The reason for Lewis’ apparent cooperation with law enforcement authorities is not entirely clear. For some time, his drug use was whispered about in rarified quarters of the community. His arrest by the CHP  gave credence to those subliminal suspicions. Such a proclivity, augmented by a sub rosa arrest, could have given the district attorney’s office or the FBI leverage with which to secure his cooperation in their investigations.
Perhaps of relevance is the possibility that he had either fear, or direct or indirect knowledge, of facts related to the FBI’s inquiry and where it might lead and was potentially personally caught up in the investigation into allegations of kickbacks and bribery involving developers and local elected officials.
In the lawsuit filed on behalf of his widow and son, however, the only reference to his acting as an informant is on behalf of the San Bernardino County District Attorney’s Office, not the FBI or U.S. Attorney’s Office.
“There was a state-created danger as to the district attorney, because he [Mike Ramos] coerced the decedent into conduct that pushed him in his fragile condition of mental disability into becoming suicidal. This affirmative action left him in a worse condition and caused his death,” a filing made on December 1, 2011 in U.S. District Court states.
That filing came after the case was transferred on October 4, 2011, pursuant to a motion by the county, to the U.S. District Court for the Central District of California, Eastern Division, due to the federal causes of action listed in the lawsuit.
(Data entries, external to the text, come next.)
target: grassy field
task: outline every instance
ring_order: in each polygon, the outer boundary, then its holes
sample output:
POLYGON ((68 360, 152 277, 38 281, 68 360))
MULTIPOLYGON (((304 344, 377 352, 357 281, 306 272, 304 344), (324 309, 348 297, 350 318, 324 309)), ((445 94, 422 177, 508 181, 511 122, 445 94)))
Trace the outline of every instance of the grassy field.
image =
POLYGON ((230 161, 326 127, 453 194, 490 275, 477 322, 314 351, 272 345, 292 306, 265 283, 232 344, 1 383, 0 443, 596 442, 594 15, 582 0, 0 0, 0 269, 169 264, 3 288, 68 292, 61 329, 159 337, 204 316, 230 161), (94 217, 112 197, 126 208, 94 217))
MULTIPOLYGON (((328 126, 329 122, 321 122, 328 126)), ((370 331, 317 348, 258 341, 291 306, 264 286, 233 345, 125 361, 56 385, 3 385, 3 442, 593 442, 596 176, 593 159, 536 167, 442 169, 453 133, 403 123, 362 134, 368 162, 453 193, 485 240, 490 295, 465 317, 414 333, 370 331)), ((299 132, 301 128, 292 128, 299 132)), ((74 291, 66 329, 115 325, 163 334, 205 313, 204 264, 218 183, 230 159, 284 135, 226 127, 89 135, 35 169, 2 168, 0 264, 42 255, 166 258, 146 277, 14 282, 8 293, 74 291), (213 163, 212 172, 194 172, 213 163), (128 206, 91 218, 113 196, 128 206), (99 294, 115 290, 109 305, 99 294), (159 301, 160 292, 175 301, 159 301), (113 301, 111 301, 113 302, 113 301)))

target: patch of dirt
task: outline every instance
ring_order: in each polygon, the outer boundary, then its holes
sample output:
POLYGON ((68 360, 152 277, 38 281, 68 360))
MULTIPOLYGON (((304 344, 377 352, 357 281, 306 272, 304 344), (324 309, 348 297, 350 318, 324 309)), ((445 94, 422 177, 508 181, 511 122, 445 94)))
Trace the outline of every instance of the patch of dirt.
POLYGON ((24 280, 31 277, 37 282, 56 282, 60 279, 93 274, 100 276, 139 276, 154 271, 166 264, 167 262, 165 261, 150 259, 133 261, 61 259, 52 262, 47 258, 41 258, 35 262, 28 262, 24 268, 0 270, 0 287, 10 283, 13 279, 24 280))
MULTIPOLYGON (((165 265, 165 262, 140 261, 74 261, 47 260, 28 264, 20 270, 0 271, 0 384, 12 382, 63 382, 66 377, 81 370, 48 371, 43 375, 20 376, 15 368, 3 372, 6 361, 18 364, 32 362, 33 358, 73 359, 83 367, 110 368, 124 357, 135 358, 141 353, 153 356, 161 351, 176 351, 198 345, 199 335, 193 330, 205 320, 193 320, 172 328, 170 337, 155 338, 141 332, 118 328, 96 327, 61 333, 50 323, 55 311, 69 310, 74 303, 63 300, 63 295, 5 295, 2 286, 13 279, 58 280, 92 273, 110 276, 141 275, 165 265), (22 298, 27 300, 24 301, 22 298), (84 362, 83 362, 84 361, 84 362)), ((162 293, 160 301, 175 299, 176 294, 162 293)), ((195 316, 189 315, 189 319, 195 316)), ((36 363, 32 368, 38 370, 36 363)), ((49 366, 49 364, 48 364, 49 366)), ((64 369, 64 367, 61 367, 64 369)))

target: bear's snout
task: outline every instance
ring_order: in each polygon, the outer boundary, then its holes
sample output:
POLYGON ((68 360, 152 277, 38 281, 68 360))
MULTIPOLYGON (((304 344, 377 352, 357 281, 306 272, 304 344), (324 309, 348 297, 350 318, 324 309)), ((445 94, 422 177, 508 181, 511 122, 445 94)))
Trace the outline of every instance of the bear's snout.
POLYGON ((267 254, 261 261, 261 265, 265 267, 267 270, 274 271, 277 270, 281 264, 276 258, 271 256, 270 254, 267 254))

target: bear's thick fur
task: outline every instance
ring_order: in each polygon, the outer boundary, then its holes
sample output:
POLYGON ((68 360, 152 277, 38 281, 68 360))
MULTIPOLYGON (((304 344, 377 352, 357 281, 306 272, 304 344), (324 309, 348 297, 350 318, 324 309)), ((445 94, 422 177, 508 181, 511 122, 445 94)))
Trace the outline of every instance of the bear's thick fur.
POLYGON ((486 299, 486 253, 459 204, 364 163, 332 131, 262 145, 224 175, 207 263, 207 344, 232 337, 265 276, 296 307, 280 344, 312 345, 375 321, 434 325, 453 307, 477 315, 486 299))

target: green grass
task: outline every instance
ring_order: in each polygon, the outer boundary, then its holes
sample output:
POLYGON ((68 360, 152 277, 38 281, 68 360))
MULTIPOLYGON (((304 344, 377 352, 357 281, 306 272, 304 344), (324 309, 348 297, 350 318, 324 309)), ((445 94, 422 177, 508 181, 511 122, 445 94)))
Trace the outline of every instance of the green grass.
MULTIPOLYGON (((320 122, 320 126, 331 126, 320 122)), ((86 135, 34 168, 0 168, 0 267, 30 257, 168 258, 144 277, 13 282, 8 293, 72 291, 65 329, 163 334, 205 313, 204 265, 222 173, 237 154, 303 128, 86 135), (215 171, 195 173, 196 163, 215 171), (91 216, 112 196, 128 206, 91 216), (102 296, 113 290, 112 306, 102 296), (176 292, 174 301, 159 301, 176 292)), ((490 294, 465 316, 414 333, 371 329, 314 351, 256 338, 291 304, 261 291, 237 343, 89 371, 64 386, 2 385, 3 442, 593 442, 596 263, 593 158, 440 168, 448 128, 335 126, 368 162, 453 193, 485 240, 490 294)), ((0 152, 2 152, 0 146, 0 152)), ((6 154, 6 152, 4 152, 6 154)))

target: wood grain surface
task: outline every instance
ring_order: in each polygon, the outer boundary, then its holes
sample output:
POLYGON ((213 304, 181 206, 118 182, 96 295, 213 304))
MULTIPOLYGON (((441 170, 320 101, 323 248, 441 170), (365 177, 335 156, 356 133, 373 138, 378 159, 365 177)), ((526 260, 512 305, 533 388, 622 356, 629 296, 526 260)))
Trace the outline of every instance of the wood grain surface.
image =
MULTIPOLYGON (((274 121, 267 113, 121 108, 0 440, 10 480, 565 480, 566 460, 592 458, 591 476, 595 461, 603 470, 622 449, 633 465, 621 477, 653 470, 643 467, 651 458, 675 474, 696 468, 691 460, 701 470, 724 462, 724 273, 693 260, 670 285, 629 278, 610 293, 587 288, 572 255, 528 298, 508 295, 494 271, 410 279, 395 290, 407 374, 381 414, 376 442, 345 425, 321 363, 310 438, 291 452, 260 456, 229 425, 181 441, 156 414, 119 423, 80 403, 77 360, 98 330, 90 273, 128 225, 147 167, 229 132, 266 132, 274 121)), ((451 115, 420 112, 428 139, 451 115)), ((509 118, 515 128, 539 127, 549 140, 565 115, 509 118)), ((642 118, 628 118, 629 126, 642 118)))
In addition to claiming that Ramos and district attorneys’ office subjected David Lewis to psychological pressure that led to his suicide, the suit also propounds the theory that the CHP and the sheriff’s department acted with callous disregard to David Lewis’ safety and wellbeing because several items indicating he was suicidal were found in his car at the time of his arrest, including books about committing suicide and the use of a firearm, as well as containers of a prescription drug used for the treatment of a mental disability.
On December 14, 2011, U.S. District Court Judge Virginia Phillips dismissed the civil rights claims, and remanded the case back to the state superior court to hear the wrongful death claim.
On January 9, 2012, Phillips’ decision was appealed by the Lewises.
The Ninth Circuit Court of Appeals on February 24 issued a decision denying the appeal and upholding Phillips, in effect returning the case to West Valley Superior Court for litigation regarding the wrongful death allegations minus the civil rights violations aspects contained in the complaint. The state court action had been stayed pending the ruling from the Ninth Circuit.
The Ninth Circuit ruled that despite David Lewis’s “erratic driving and materials in the car suggesting suicide,” there were insufficient grounds “to plausibly allege that an officer conducting a routine DUI arrest was deliberately indifferent to a suicidal arrestee.”
The Lewises have two weeks from February 24 to request another hearing before a circuit court judge panel or appeal the Ninth Circuit’s ruling to the U.S. Supreme Court
The lawsuit seeks compensatory and special damages against the county and state, and punitive and exemplary damages against the individual defendants.